In the cloister, despite the successive insertions (the construction of three arcades around 1475 and the superelevation of the sides north and west toward the half of the XVIII century), is still readable on the typology of the monastic complex with the usual distribution of environments. Among these should be mentioned: the capitulary hall that maintains all its original characteristics and the refectory with the kitchen that occur in a splendid robe in the seventeenth century. Another peculiarity of the abbey is to be built on more plans, to close to a depression. The plan of the cloister in the entire monastic part is the third above two levels consisting of large halls built with vaults supported by a succession of columns, moreover, above the capitular hall, still existing in the dormitory of the monks (originally a single room). This elevation plans existing integrally toward the east and south, but also covered the side of lay brothers. Seen from the east and from the south the monastery then presents itself as a stately building with four floors. Despite the looting, earthquakes, as well as changes the seventeenth century and the suppression (1798), the monument is survived and with it are alive the values for which it was built.
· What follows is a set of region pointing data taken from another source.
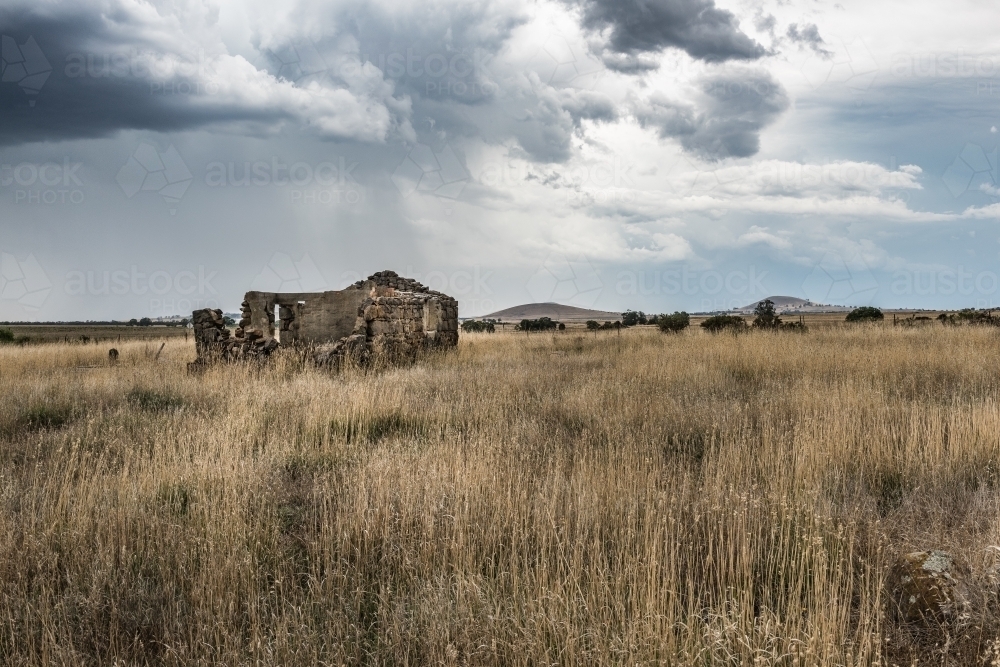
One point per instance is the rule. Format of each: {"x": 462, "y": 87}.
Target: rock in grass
{"x": 929, "y": 587}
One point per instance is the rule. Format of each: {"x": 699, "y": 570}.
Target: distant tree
{"x": 676, "y": 322}
{"x": 478, "y": 327}
{"x": 630, "y": 318}
{"x": 541, "y": 324}
{"x": 718, "y": 323}
{"x": 765, "y": 316}
{"x": 865, "y": 314}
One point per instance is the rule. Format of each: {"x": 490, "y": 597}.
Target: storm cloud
{"x": 697, "y": 27}
{"x": 733, "y": 109}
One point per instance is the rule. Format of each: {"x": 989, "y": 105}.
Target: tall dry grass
{"x": 552, "y": 499}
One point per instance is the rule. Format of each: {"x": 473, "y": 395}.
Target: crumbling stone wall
{"x": 214, "y": 342}
{"x": 385, "y": 316}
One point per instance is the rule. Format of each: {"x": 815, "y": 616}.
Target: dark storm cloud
{"x": 697, "y": 27}
{"x": 113, "y": 71}
{"x": 733, "y": 110}
{"x": 808, "y": 35}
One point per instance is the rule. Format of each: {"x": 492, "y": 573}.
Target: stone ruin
{"x": 385, "y": 316}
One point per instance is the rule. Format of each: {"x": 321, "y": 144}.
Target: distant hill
{"x": 555, "y": 311}
{"x": 794, "y": 304}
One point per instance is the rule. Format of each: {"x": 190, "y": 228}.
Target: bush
{"x": 865, "y": 314}
{"x": 765, "y": 316}
{"x": 7, "y": 337}
{"x": 541, "y": 324}
{"x": 676, "y": 322}
{"x": 718, "y": 323}
{"x": 630, "y": 318}
{"x": 970, "y": 316}
{"x": 473, "y": 326}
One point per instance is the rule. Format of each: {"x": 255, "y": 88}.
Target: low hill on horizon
{"x": 791, "y": 303}
{"x": 555, "y": 311}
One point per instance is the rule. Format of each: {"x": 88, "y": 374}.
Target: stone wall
{"x": 214, "y": 342}
{"x": 385, "y": 317}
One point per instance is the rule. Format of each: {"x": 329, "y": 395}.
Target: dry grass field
{"x": 568, "y": 499}
{"x": 92, "y": 333}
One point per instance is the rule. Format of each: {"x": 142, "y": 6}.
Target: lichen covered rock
{"x": 929, "y": 587}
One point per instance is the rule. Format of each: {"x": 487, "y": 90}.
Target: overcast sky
{"x": 157, "y": 157}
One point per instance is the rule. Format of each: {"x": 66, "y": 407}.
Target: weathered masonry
{"x": 386, "y": 315}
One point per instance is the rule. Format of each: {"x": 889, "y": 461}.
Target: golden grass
{"x": 544, "y": 499}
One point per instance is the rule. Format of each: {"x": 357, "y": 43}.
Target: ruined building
{"x": 385, "y": 315}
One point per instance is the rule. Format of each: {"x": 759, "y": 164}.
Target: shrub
{"x": 676, "y": 322}
{"x": 630, "y": 318}
{"x": 765, "y": 316}
{"x": 479, "y": 327}
{"x": 718, "y": 323}
{"x": 541, "y": 324}
{"x": 865, "y": 314}
{"x": 970, "y": 316}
The Morimondo Abbey, begins its history on 4 October 1134 with the arrival of a group of monks founders coming from the house-mother of Morimond, in France. Greeted initially to Coronate, about a mile from the final seat, the monks chose then the place for the construction of their monastery, and the 11 November 1136, when they moved to Morimondo, the cenoby had to be GIà partially built and habitable. The edification of the church was begun in 1182, which is delayed with respect to the building of the monastery because of disputes with the pieve di Casorate, and finished in 1296. In 1237 and in 1245 for the raids of the imperial troops Pavesi, who plundered the monastery by reducing it to a minimum, construction work had to undergo lengthy interruptions probably some years. In the XIV century registers a certain decline due to external causes, as the looting of 1314, or as the transformation in commendam in 1450, which is common to all the abbeys, under the cardinal Giovanni Visconti. The 1564, marks another important step becauseé the abbey is erected parish by San Carlo Borromeo, Archbishop of Milan. In the seventeenth century the abbot Antonio Libanorio (1648-1652) in Ferrara he replicatedò for the cultural rebirth and spiritual life of Morimondo. The suppression, which took place on 31 May 1798 in the wake of the French Revolution, put an end to the presence of the Cistercian monks and caused the total dispersion of the heritage codicologico. From 1805 to 1950 the religious life was animated by priests Ambrosian. In 1991 Cardinal Carlo Maria Martini entrusted to the Congregation of the Servants of the Immaculate Heart of Mary the pastoral care of the parish with a new invitation to relaunch the Morimondo Abbey as a center of spirituality and pastoral initiatives.
The Abbey Museum
The Museum of the Abbey is constituted by the environments themselves of the Cistercian Abbey of Morimondo: the structure of the cenoby is still largely medieval of the twelfth and thirteenth century, with modifications and partial reconstructions of centuries fifteenth and sixteenth and seventeenth. Can be visited today the cloister, the chapter room, the salt of the work of the monks, the hall of the founders, the loggia, the refectory, the dormitory; environments extend over four building levels. Some environments are available as conference rooms and exhibition.